I sort of opened a can of worms about inductive charging and whether it would create a drag on the car … lol … you know, I’m not sure who’s correct about the drag effect? It seems like there’d definitely be a mechanical drag on the car if the magnetic field was static and the car was moving. But if the field was alternating, would there be a drag then? If the car was sitting still say, w/an alternating magnetic field it would still charge ok, and the charging process wouldn’t move the car. Or would it? Maybe just back and forth?

Could it be what happens with an alternating magnetic field and a moving car, the magnetic field has no net mechanical dragging effect b/c during one phase it drags, but during the next phase it pushes?

Edit: I recall seeing the description of a thought experiment where you had DC current in a wire, and you measured the magnetic field. Then you ran along side the wire at the same speed as the electrons were moving, then you measured the magnetic field? Would it be any different? I think the answer was “yes” and this lead directly to Einstein’s theory of special relativity!
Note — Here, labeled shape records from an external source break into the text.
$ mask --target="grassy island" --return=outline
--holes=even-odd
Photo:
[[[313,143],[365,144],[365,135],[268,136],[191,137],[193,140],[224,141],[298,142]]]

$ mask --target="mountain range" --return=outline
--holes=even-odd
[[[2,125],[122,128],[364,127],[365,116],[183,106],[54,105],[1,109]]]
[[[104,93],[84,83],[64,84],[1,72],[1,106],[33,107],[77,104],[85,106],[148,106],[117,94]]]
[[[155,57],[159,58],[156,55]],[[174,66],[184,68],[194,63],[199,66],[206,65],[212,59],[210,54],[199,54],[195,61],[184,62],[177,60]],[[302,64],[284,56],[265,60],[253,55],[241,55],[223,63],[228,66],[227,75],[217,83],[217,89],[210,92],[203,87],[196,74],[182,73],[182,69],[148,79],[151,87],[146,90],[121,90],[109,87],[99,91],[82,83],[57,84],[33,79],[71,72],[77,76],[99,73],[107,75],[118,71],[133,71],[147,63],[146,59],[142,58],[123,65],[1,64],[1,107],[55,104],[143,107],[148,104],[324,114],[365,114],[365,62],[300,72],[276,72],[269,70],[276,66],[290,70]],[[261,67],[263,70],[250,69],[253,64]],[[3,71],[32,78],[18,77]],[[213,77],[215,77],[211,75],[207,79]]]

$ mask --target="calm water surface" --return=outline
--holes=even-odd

You know what George, I’m not sure either. I apply everything I know and try to draw logical conclusions, but am often proven wrong in the end. That’s when the learning starts.

If the wire were traveling at the same speed as the electrons, no. If the wire were not, there would be induction. The relativity for the induction is the speed of the electrons relative to the speed of the wire, not relative to the observer.

At least that’s my theory!

But there’s a problem. Quantum physicists say electrons don’t orbit atomic nuclei like we illustrate them as doing. They’re highly erratic particles, appearing and disappearing in a highly erratic manner. So what IS the speed of an electron?

And what really IS magnetism? Is it relative to the speed of the electrons? Nobody really knows.

I just remembered something else. At temperatures approaching absolute zero, some materials become almost perfect conductors, the inactive subatomic particles (neutrons and protons) becoming inactive and creating no resistance to the flow of electrons. How this affects magnetism is unknown to me. I’m not sure even the quantum physicists know. So can the materials induce magnetism? Is magnetism created by the electrons or the interaction of the electrons with the protons and/or neutrons?

Oh, heck, I don’t know! But I’m enjoying pondering the question.

@the same mountainbike
"we don’t even have money to properly fix our current roads"

Oh we have the money. It’s just in the pockets of people who don’t need to use roads. Ha Ha.

Point well made.

Quoting Einstein:

“…a paradox upon which I had already hit at the age of sixteen: If I pursue a beam of light with the velocity c (velocity of light in a vacuum), I should observe such a beam of light as an electromagnetic field at rest though spatially oscillating. There seems to be no such thing, however, neither on the basis of experience nor according to Maxwell’s equations. From the very beginning it appeared to me intuitively clear that, judged from the standpoint of such an observer, everything would have to happen according to the same laws as for an observer who, relative to the earth, was at rest. For how should the first observer know or be able to determine, that he is in a state of fast uniform motion? One sees in this paradox the germ of the special relativity theory is already contained.”